Seit 2001 ist das Engagement am Hindukusch zum dominierenden Mittelpunkt in der Bundeswehr geworden
Am 22. Dezember 2001 hatte der Bundestag die Entsendung von maximal 1.200 Soldaten beschlossen. Die deutschen Kontingente wurden immer größer: Jetzt darf die Bundeswehr bis zu 5.350 Soldaten im Rahmen der Nato-Schutztruppe ISAF einsetzen. Das Engagement am Hindukusch, das in der Bundeswehr sehr schnell zum alles dominierenden Mittelpunkt wurde, spaltet die Streitkräfte: Zwar berichtet die Statistik von mehr als 100.000 Bundeswehr-Angehörigen (bei insgesamt noch 199.000 aktiven Soldaten), die mittlerweile in Afghanistan Dienst geleistet hätten.
Doch konkret gezählt werden die Einsatzperioden, nicht diejenigen, die – zum Beispiel als Fallschirmjäger oder Sanitäter – inzwischen in etlichen Einsätzen mehrere Jahre ihres Lebens in Afghanistan verbringen mussten. Intern gibt es heftige Kritik, dass tatsächlich nur etwa jeder zehnte Bundeswehr-Angehörige in diese gefährliche Mission geschickt worden ist. Die angestoßene Reform der Streitkräfte dient auch dem Ziel, hier mehr Gerechtigkeit zu schaffen.

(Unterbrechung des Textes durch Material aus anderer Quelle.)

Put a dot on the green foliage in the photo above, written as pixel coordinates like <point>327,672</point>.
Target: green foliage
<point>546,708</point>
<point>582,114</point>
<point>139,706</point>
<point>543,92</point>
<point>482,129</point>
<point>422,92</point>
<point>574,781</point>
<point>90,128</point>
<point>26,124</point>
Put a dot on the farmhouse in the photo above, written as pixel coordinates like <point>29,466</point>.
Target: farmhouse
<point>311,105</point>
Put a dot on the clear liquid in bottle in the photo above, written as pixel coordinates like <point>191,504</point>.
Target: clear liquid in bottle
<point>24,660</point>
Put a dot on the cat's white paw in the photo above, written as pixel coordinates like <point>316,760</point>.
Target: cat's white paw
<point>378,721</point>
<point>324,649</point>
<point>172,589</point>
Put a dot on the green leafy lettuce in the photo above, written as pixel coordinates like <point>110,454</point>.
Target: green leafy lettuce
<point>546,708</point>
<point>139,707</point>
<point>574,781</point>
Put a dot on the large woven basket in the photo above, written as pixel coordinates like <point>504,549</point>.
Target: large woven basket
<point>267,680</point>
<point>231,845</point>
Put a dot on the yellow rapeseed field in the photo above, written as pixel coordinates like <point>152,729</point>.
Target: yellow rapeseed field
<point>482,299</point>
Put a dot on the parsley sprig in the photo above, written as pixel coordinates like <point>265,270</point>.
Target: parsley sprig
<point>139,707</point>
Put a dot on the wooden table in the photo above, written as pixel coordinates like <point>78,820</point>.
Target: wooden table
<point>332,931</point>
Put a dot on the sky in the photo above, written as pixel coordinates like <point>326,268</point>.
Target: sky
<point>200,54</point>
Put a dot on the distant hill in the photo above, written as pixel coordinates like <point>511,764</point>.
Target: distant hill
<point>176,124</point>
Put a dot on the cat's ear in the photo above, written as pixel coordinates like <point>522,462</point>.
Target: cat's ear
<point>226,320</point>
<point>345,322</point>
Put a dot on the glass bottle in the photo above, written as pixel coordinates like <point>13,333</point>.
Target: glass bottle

Zwei-Klassen-Gesellschaft unter den Soldaten

Im Einsatz selbst gibt es ebenfalls eine Zwei-Klassen-Gesellschaft: im Soldatenjargon die "Drinnis" und die "Draußis". Erstere verlassen – als Verwaltungspersonal oder technische Fachkräfte – die Feldlager fast nie; letztere sind als Patrouillen, Aufklärer oder als Ausbilder der afghanischen Armee fast täglich erheblicher Gefährdung ausgesetzt. Manche "Kämpfer" reagieren verärgert, weil alle mit der gleichen Einsatzmedaille ausgezeichnet und mit denselben finanziellen Zulagen bedacht werden.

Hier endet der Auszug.